Но осуществить преступные замыслы Степанову не удалось. При вступлении советских войск в Ригу он был арестован и понес заслуженное наказание...
Подготовив необходимые письма, чтобы уточнить ряд моментов из биографии новоявленного «свидетеля Иеговы», Иван Михайлович позвонил в партком шахты. Парторг оказался на месте.
— Мне надо поговорить с вами по поводу поручения райкома партии. Через полчаса вы будете у себя? — осведомился Мордвинов.
— Буду,— отозвался парторг.
Предупредив секретаря отдела о поездке, Мордвинов вышел.
Парторг оказался не один. Поздоровавшись с Мордвиновым, он предложил ему присесть и продолжал разговор с посетителем. Говорил, впрочем, словоохотливый горняк-пенсионер. Он подробно рассказал о своем житье-бытье, поблагодарил парторга, что не забывают старика, а потом перешел на то, что его, видимо, больше всего волновало и привело в партком.
— Все ничего. Но тут, понимаешь, вот какое дело. От сектантов житья не стало. И так они о спасении моей душа пекутся, что хочется мне послать их к чертовой матери. Вчера тоже вот забрел один. Все про Иегову распинался.
Упоминание о Иегове насторожило Мордвинова, и он стал внимательно слушать пенсионера.
— Мне этот Иегова, предположим, до лампочки и христосоваться я с этими сектантами не собираюсь,— продолжал еще крепкий на вид пенсионер.— И все этот прохиндей лисой передо мной расстилался, уговаривал меня к ним, значит, приходить.
— И что же вы? — не удержался Мордвинов.
— Сходить-то я сходил, да не для того, чтоб под их дудку плясать. Послушал я их, и так понимаю, что ослабили заботу к безбожной работе, вот и пользуются этим всякий Степановы.

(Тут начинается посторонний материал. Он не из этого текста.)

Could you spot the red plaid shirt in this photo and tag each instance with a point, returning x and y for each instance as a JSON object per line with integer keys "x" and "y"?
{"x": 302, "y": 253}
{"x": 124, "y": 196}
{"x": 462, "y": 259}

— Это что же за Степановы? — насторожился Мордвинов.
— А вроде того еговиста, что меня улещать приходил... Ну то, что о боге говорили,— продолжал пенсионер,— это, конечно, чепуха. А вот как призывали верующих не подписывать воззвание о мире!.. Это, по-моему, к богу никакого касательства не имеет.
— Скажи, Иван Степанович, а как сами верующие отнеслись к тому, что там говорилось? — нетерпеливо спросил парторг.
— Некоторые, по-моему, просто не сообразили, к чему клонит этот Степанов. Но после ихнего моления я по дороге поговорил кое с кем и понял, что люди недовольны его небожественными откровениями, — и Иван Семенович неторопливо, взвешивая каждое слово, подробно рассказал, с кем он беседовал, что ему отвечали.
Обстоятельный рассказ Ивана Семеновича убедил Мордвинова, что предположение оказалось верным, Степанов и в новом обличье продолжает старую игру...
От просмотра полученных материалов Мордвинова оторвал телефонный звонок. Дежурный спрашивал, можно ли к нему направить человека.
— Да, пожалуйста,— отозвался Мордвинов.
Через несколько минут дежурный открыл дверь и, глянув на капитана, предложил войти в кабинет стоявшему за дверью мужчине.
— Проходите, пожалуйста. Присаживайтесь.
— Ионке я. Эдуард Ионке,— представился мужчина. — Я насчет иеговистского собрания хотел рассказать. Верующий я, — потупился Ионке.
— Слушаю вас,— приветливо отозвался Мордвинов.
Ионке рассказал о том же, что капитан уже слышал от Ивана Семеновича. Когда посетитель замолчал, Мордвинов задал несколько вопросов. Ионке ответил на них.